Regular expression groups replacement - c#

I'm working on a regular expression and I just can't figure out what the problem is. I've tried several helping sites like http://derekslager.com/blog/posts/2007/09/a-better-dotnet-regular-expression-tester.ashx and http://gskinner.com/RegExr/ but somehow when I put the tested regular expression in c# it is not processed correctly
I'm working on a JSON string I can receive from JIRA. The heavily stripped down and beautified version of this JSON string is as follows:
{
"fields": {
"progress": {
"progress": 0,
"total": 0
},
"summary": "Webhook listener is working",
"timetracking": {},
"resolution": null,
"resolutiondate": null,
"timespent": null,
"reporter": {
"self": "http://removed.com/rest/api/2/user?username=removed",
"name": "removed#nothere.com",
"emailAddress": "removed#nothere.com",
"avatarUrls": {
"16x16": "http://www.gravatar.com/avatar/88994b13ab4916972ff1861f9cccd4ed?d=mm&s=16",
"24x24": "http://www.gravatar.com/avatar/88994b13ab4916972ff1861f9cccd4ed?d=mm&s=24",
"32x32": "http://www.gravatar.com/avatar/88994b13ab4916972ff1861f9cccd4ed?d=mm&s=32",
"48x48": "http://www.gravatar.com/avatar/88994b13ab4916972ff1861f9cccd4ed?d=mm&s=48"
},
"displayName": "Wubinator]",
"active": true
},
"updated": "2013-08-20T14:08:00.247+0200",
"created": "2013-07-30T14:41:07.090+0200",
"description": "Say what?",
"customfield_10001": null,
"duedate": null,
"issuelinks": [],
"customfield_10004": "73",
"worklog": {
"startAt": 0,
"maxResults": 0,
"total": 0,
"worklogs": []
},
"project": {
"self": "http://removed.com/rest/api/2/project/EP",
"id": "10000",
"key": "EP",
"name": "EuroPort+ Suite",
"avatarUrls": {
"16x16": "http://removed.com/secure/projectavatar?size=xsmall&pid=10000&avatarId=10208",
"24x24": "http://removed.com/secure/projectavatar?size=small&pid=10000&avatarId=10208",
"32x32": "http://removed.com/secure/projectavatar?size=medium&pid=10000&avatarId=10208",
"48x48": "http://removed.com/secure/projectavatar?pid=10000&avatarId=10208"
}
},
"customfield_10700": null,
"timeestimate": null,
"lastViewed": null,
"timeoriginalestimate": null,
"customfield_10802": null
}
}
I need to convert this JSON to a XML of course this is not directly possible because of the "16x16", "24x24", "32x32" and "48x48" bits inside the json which would be transformed into <16x16 />, <24x24 />, <32x32 /> and <48x48 /> tags which are invalid tags.
The receiver of the XML doesn't even need those avatar urls so I was thinking about stripping out the entire "avatarUrls":"{ ..... }, bit before handing the json over to JSON.NET for converting.
I was thinking about doing this using a regular expression. After some testing on the mentioned websites I came to the following regular expression:
("avatarUrls)(.*?)("displayName")
The Regex.Replace method should remove all found results instead of the third groep (a.k.a. "displayName")
The website http://derekslager.com/blog/posts/2007/09/a-better-dotnet-regular-expression-tester.ashx shows me the correct groups and find results and says that the mentioned regular expression should be used inside C# is:
#"(""avatarUrls)(.*?)(""displayName"")"
So inside C# I wrote the following:
string expression = #"(""avatarUrls)(.*?)(""displayName"")";
string result = Regex.Replace(json, expression, "$3");
return result;
When I look at the result after the RegexReplace nothing has been replaced. Does anyone see what I did wrong here?

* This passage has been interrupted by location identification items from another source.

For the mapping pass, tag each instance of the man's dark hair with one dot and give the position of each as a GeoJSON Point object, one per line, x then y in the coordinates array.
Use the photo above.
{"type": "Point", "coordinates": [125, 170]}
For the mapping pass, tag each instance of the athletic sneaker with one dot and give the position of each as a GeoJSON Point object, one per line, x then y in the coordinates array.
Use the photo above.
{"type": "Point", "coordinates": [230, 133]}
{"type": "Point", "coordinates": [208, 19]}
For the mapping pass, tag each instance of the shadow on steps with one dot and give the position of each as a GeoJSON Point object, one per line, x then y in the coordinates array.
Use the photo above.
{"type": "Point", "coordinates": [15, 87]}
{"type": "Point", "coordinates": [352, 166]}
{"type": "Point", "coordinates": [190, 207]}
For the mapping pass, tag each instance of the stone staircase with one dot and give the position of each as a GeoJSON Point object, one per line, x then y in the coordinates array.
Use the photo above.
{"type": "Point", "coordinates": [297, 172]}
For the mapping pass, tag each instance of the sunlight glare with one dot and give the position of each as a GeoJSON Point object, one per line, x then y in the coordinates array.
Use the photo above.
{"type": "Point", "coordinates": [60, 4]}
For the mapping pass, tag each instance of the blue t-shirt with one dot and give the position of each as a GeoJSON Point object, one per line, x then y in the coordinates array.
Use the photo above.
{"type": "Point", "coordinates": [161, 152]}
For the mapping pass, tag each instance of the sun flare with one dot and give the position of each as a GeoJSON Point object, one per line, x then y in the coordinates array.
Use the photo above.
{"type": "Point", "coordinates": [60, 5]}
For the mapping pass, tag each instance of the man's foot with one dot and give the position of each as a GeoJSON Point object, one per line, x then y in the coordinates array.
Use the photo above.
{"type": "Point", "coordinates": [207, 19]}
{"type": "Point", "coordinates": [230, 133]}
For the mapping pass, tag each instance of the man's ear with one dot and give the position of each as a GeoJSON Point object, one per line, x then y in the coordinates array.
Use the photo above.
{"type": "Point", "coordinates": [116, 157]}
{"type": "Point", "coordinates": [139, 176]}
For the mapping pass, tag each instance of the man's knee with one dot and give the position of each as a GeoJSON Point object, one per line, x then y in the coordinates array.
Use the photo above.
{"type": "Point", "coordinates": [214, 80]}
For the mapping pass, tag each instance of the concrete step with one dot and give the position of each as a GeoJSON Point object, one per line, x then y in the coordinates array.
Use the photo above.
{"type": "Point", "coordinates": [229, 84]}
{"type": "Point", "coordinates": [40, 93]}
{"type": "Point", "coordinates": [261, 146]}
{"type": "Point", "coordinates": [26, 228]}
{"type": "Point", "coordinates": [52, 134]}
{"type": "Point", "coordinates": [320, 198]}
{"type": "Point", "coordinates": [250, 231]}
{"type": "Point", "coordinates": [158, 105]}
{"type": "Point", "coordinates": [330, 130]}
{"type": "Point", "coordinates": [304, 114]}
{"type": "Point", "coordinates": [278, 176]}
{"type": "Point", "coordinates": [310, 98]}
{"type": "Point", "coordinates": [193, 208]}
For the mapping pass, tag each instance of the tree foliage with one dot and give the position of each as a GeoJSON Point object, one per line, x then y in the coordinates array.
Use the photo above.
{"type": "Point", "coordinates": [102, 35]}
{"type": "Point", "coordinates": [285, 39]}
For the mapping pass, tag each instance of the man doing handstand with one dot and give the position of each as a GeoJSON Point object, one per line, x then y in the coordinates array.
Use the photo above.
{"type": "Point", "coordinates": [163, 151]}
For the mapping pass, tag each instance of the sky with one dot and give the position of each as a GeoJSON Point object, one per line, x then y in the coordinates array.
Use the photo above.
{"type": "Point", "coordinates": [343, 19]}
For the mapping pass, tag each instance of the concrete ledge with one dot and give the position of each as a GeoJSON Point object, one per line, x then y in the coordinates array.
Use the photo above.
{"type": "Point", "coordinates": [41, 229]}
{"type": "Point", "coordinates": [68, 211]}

I wouldn't use regular expressions to remove these nodes. I'd instead use JSON .Net to remove the nodes you don't want.
I refer to the quote:
Some people, when confronted with a problem, think “I know, I'll use
regular expressions.” Now they have two problems.
Using the answer found here, you could write:
var jsonObject = (JObject)JsonConvert.DeserializeObject(yourJsonString);
removeFields(jsonObject.Root, new[]{"avatarUrls"});
(Note that I was not sure if you wanted to delete both "avatarUrls" nodes.)

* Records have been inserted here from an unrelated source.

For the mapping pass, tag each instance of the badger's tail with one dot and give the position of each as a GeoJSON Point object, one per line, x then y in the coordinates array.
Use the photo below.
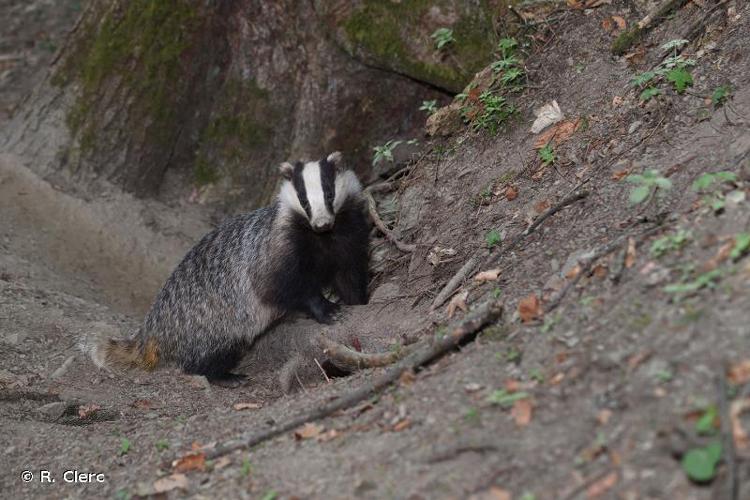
{"type": "Point", "coordinates": [120, 353]}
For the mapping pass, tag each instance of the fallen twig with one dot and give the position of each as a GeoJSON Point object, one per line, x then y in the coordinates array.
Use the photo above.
{"type": "Point", "coordinates": [588, 263]}
{"type": "Point", "coordinates": [372, 209]}
{"type": "Point", "coordinates": [475, 320]}
{"type": "Point", "coordinates": [730, 457]}
{"type": "Point", "coordinates": [471, 264]}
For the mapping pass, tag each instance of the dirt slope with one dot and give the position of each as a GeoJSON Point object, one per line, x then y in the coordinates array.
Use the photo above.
{"type": "Point", "coordinates": [617, 375]}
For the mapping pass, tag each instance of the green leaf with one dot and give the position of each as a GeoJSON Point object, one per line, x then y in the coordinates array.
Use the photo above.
{"type": "Point", "coordinates": [700, 463]}
{"type": "Point", "coordinates": [680, 78]}
{"type": "Point", "coordinates": [639, 194]}
{"type": "Point", "coordinates": [493, 238]}
{"type": "Point", "coordinates": [705, 424]}
{"type": "Point", "coordinates": [648, 93]}
{"type": "Point", "coordinates": [502, 397]}
{"type": "Point", "coordinates": [741, 245]}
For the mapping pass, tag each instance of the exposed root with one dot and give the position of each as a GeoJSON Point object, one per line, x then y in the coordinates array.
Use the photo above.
{"type": "Point", "coordinates": [371, 208]}
{"type": "Point", "coordinates": [425, 352]}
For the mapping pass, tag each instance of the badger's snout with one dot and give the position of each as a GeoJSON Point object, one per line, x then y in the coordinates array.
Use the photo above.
{"type": "Point", "coordinates": [321, 226]}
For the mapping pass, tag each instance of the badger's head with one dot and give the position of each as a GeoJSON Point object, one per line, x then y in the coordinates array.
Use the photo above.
{"type": "Point", "coordinates": [318, 190]}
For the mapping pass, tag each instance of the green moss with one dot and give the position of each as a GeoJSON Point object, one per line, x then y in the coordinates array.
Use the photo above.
{"type": "Point", "coordinates": [141, 46]}
{"type": "Point", "coordinates": [381, 28]}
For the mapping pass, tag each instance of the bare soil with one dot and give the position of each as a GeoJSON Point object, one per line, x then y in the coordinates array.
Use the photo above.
{"type": "Point", "coordinates": [617, 374]}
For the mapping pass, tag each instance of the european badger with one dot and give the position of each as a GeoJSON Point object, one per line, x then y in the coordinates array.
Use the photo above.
{"type": "Point", "coordinates": [251, 271]}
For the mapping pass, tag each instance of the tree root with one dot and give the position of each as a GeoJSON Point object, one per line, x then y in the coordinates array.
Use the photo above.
{"type": "Point", "coordinates": [425, 351]}
{"type": "Point", "coordinates": [372, 209]}
{"type": "Point", "coordinates": [471, 264]}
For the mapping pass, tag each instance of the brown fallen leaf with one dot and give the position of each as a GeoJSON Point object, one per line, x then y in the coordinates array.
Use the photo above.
{"type": "Point", "coordinates": [307, 431]}
{"type": "Point", "coordinates": [739, 373]}
{"type": "Point", "coordinates": [601, 486]}
{"type": "Point", "coordinates": [247, 406]}
{"type": "Point", "coordinates": [190, 462]}
{"type": "Point", "coordinates": [170, 483]}
{"type": "Point", "coordinates": [86, 411]}
{"type": "Point", "coordinates": [489, 275]}
{"type": "Point", "coordinates": [630, 253]}
{"type": "Point", "coordinates": [401, 425]}
{"type": "Point", "coordinates": [558, 134]}
{"type": "Point", "coordinates": [522, 411]}
{"type": "Point", "coordinates": [458, 302]}
{"type": "Point", "coordinates": [530, 308]}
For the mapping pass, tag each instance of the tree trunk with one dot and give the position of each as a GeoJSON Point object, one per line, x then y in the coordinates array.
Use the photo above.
{"type": "Point", "coordinates": [158, 97]}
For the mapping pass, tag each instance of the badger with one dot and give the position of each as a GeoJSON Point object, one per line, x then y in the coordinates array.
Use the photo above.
{"type": "Point", "coordinates": [252, 271]}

There's an overload of Regex.Replace that takes RegexOptions that you may need to look into. For example, for . to matches every character (instead of every character except \n), you'd need to specify RegexOptions.Singleline. Also, it looks like you're trying to replace every match of #"(""avatarUrls)(.*?)(""displayName"")" with $3 is that intended? You might be better off doing something like this:
var match = Regex.Match(json, pattern, options);
while (match.Success) {
// Do stuff with match.Groups(1)
match = match.NextMatch();
}
However... I'm not really sure that's going to replace it in the source string.

The problem is something completely different:
Inside the following string:
{"16x16":"http://www.gravatar.com/avatar/88994b13ab4916972ff1861f9cccd4ed?d=mm&s=16, "32.32"
There is an '&' the magic symbol that indicates a next parameter is started. Therefor no complete JSON is read and therefor it cannot convert it properly. It also indicates why nothing is being replaced inside the regular expression I used because "displayName" is not inside the string, so nothing matches.

Related

How do I extract particular value based another another value?

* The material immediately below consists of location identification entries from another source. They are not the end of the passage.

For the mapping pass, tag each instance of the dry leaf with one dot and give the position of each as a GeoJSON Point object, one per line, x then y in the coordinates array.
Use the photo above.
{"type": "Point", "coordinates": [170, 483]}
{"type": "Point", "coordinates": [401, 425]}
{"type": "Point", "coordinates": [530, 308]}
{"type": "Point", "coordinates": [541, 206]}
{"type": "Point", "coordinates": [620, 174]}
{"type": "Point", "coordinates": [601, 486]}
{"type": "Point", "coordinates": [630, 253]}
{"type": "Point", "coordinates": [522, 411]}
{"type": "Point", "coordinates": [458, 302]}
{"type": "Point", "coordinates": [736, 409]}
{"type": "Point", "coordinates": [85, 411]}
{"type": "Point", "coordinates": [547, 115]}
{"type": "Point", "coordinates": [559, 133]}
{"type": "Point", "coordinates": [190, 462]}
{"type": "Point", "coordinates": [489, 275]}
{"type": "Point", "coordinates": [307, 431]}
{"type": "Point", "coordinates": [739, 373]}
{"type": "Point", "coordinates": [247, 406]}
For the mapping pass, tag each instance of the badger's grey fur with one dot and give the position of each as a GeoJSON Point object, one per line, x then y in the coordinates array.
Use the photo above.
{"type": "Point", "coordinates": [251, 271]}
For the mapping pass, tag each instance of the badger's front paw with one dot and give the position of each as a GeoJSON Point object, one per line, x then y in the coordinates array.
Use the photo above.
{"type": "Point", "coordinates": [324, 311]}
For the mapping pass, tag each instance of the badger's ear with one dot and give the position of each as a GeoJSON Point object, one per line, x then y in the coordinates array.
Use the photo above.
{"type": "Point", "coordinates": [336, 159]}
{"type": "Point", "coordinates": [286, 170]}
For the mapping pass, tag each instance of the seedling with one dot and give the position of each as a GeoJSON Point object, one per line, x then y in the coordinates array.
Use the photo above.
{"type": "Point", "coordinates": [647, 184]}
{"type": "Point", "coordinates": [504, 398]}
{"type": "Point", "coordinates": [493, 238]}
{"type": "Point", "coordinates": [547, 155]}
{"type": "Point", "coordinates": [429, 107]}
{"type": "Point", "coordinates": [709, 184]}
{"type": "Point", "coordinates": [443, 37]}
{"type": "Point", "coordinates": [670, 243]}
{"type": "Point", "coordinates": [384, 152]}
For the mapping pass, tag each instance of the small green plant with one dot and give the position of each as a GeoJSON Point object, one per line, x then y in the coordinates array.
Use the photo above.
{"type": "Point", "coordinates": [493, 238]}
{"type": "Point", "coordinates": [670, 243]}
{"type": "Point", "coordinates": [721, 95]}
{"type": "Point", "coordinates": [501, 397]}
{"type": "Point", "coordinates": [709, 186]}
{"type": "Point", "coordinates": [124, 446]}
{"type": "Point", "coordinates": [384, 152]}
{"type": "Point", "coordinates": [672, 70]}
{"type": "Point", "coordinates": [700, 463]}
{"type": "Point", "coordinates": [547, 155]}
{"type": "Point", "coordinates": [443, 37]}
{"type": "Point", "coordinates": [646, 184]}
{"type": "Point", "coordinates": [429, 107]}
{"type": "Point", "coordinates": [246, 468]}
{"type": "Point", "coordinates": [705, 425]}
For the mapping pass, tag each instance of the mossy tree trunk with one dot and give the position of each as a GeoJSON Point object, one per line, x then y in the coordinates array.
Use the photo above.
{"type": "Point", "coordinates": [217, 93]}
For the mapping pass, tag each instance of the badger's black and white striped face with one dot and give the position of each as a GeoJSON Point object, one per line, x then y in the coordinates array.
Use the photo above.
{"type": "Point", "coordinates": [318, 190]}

so I want to be able to extract and ID based on whether that object has a particular property. I NEED this to be done via Regex. Here is an example of the JSON I am working with:
{
"workspaceid": ws01,
"data": {
"workspacetitle": "My Workspace"
},
"collections": {
"projects": [{
"id": 01,
"data": {
"title": "My Project 01",
"enddateperiod": "2020-02-20T23:59:59",
"profilecomplete": true,
"synced": false
},
"lists": {
"projectcode": [{
"id": pcodered,
"data": {
"code": "myproject123",
"name": "OffshoreProject"
}
}]
}
}, {
"id": 02,
"data": {
"title": "My Project 02",
"enddateperiod": "2020-02-20T23:59:59",
"profilecomplete": false,
"synced": false
},
"lists": {
"projectcode": [{
"id": pcodered,
"data": {
"code": "myproject123",
"name": "OffshoreProject"
}
}]
}
}]
}}
So what I want to extract is the ID of the project whose profile is not complete ("profilecomplete":false). So in this case, I want to select Project 2's id (which is 02).
How can I do this via Regex? I've managed to remove all of the whitespace and new lines as well so the JSON is essentially all one long line. Would it be easier to extract the Regex like this? Either way, I could use some help on how to get this ID.
NOTE: The format of the JSON cannot change.
This one works
/"id": ([^,]*?)(?=,[^{]*{[^}]*"profilecomplete": false)/
Explanations :
Read all these chars first "id":[space]
Then read in a group chars that aren't ","
And then a lookahead : you expect "," then chars that aren't "{", then "{"; and finally, before matching the closing "}", you want to read "profilecomplete": false
But I agree that a JSON parser would have been my preferred option!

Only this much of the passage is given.